Además del impacto directo en los números del productor, la operatoria portuaria fortalece la integración de la cadena agroindustrial, al facilitar el vínculo entre la producción primaria, el acopio, la industrialización y los mercados de destino. Este esquema resulta clave para avanzar desde un modelo centrado en la venta de materia prima hacia otro con mayor valor agregado y eficiencia sistémica.
Desde una perspectiva regional, el funcionamiento sostenido del puerto genera un efecto multiplicador sobre la economía local, dinamizando el transporte, los servicios logísticos, el empleo y las actividades conexas.
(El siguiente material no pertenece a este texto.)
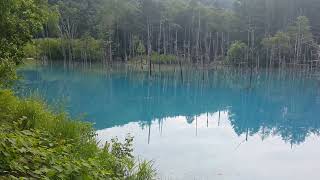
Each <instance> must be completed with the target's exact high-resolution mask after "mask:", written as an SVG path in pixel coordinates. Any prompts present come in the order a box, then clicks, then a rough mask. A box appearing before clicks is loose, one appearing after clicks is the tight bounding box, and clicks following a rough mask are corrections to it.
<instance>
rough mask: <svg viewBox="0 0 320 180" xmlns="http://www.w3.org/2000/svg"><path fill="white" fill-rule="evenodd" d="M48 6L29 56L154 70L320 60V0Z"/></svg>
mask: <svg viewBox="0 0 320 180" xmlns="http://www.w3.org/2000/svg"><path fill="white" fill-rule="evenodd" d="M48 5H49V9H50V12H51V13H50V16H49V18H48V22H47V23H46V25H44V31H43V32H42V33H39V34H38V35H37V37H38V38H39V39H37V40H35V45H37V46H35V47H32V46H29V47H27V48H26V49H27V50H26V51H27V52H29V53H27V54H28V55H29V56H32V55H35V54H37V55H39V56H40V57H42V58H43V57H45V58H47V59H54V60H64V61H65V62H72V61H76V60H77V61H79V60H82V61H84V62H92V61H99V62H103V63H105V64H112V62H115V61H129V60H136V61H141V64H142V63H148V66H149V65H150V67H151V64H152V63H158V64H160V63H162V64H164V63H166V64H168V63H170V64H172V63H174V64H178V63H179V64H191V63H197V64H203V65H204V66H203V67H206V66H209V65H211V64H214V63H216V62H221V61H222V62H224V63H231V64H246V65H254V66H258V67H259V66H268V67H279V66H281V67H282V66H290V65H297V64H309V65H310V64H312V63H313V62H316V61H315V60H317V59H319V46H318V45H317V42H318V40H319V33H318V31H319V30H320V22H319V21H318V19H320V12H318V9H320V1H317V0H224V1H223V0H220V1H217V0H211V1H210V0H199V1H196V0H161V1H160V0H59V1H58V0H49V1H48ZM44 38H45V39H44ZM36 47H41V48H40V50H39V48H38V49H37V48H36ZM36 51H38V52H36ZM30 54H31V55H30Z"/></svg>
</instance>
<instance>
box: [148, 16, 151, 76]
mask: <svg viewBox="0 0 320 180" xmlns="http://www.w3.org/2000/svg"><path fill="white" fill-rule="evenodd" d="M150 26H151V25H150V23H149V20H148V24H147V28H148V61H149V76H151V71H152V65H151V27H150Z"/></svg>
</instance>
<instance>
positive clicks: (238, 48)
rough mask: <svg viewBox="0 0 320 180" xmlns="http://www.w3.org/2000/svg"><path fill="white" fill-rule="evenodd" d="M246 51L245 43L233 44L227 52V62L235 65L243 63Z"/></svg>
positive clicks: (245, 46)
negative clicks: (237, 63) (239, 63)
mask: <svg viewBox="0 0 320 180" xmlns="http://www.w3.org/2000/svg"><path fill="white" fill-rule="evenodd" d="M247 50H248V46H247V45H246V44H245V43H243V42H241V41H235V42H233V43H232V44H231V46H230V48H229V50H228V56H227V59H228V61H229V62H230V63H233V64H234V63H237V61H238V62H240V61H243V60H244V59H245V54H246V52H247Z"/></svg>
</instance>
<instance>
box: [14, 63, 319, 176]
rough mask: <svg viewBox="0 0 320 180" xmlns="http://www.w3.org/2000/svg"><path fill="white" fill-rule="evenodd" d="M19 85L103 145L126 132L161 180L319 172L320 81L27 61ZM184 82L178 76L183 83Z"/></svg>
mask: <svg viewBox="0 0 320 180" xmlns="http://www.w3.org/2000/svg"><path fill="white" fill-rule="evenodd" d="M20 73H21V74H22V75H23V76H24V80H23V81H22V84H23V86H19V87H20V92H23V93H30V92H38V93H39V94H41V95H42V96H44V98H45V99H46V100H47V101H49V102H50V103H55V102H57V101H62V102H63V103H64V104H65V105H66V107H67V109H68V110H69V112H70V114H71V115H72V116H74V117H78V116H80V115H84V116H85V117H86V119H88V120H90V121H91V122H94V123H95V128H96V129H97V134H98V139H99V140H101V142H104V141H106V140H109V139H110V138H111V137H114V136H118V137H119V138H124V137H125V135H126V134H127V133H130V134H131V135H133V136H134V137H135V141H134V146H135V154H136V155H137V156H140V157H141V158H145V159H149V160H154V162H155V167H156V168H157V169H158V176H159V178H161V179H236V180H238V179H240V180H251V179H252V180H256V179H259V180H261V179H262V180H264V179H266V180H267V179H268V180H270V179H281V180H282V179H290V180H291V179H297V180H298V179H314V180H318V179H320V138H319V135H320V131H319V130H320V116H319V113H320V81H319V80H318V79H317V78H316V77H314V76H307V77H306V76H305V74H304V73H302V72H289V71H286V72H279V71H273V72H272V74H270V73H268V72H266V71H261V72H259V73H254V74H253V75H252V77H251V78H250V71H245V70H232V69H229V70H211V71H209V72H205V73H204V74H203V73H201V71H199V70H188V74H189V76H187V73H186V71H184V72H183V77H182V78H181V75H180V73H176V74H174V73H168V72H166V73H162V74H161V75H160V74H156V75H155V76H154V77H153V78H152V79H149V78H148V75H147V74H146V73H141V72H135V71H132V70H130V69H128V68H117V69H116V70H113V71H112V72H111V71H110V70H107V71H101V69H100V70H99V68H92V70H84V69H83V68H82V67H81V66H80V67H75V68H72V69H66V68H63V66H60V65H52V66H43V65H41V66H40V65H37V66H27V67H25V68H22V69H21V70H20ZM182 79H183V80H182Z"/></svg>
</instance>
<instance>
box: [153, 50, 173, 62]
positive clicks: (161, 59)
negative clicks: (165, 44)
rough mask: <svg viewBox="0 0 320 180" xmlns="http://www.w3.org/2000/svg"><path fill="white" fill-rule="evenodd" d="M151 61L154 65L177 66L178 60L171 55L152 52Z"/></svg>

La logística deja de ser solo un costo para convertirse en una herramienta de desarrollo productivo, especialmente en provincias alejadas de los grandes centros de consumo.
En este contexto, el desafío para la agroindustria chaqueña y del NEA pasa por aprovechar al máximo las capacidades logísticas disponibles, integrando infraestructura, planificación y escala productiva. El Puerto de Barranqueras se posiciona así como una pieza clave para mejorar la competitividad regional y sostener el crecimiento del sector en el mediano plazo.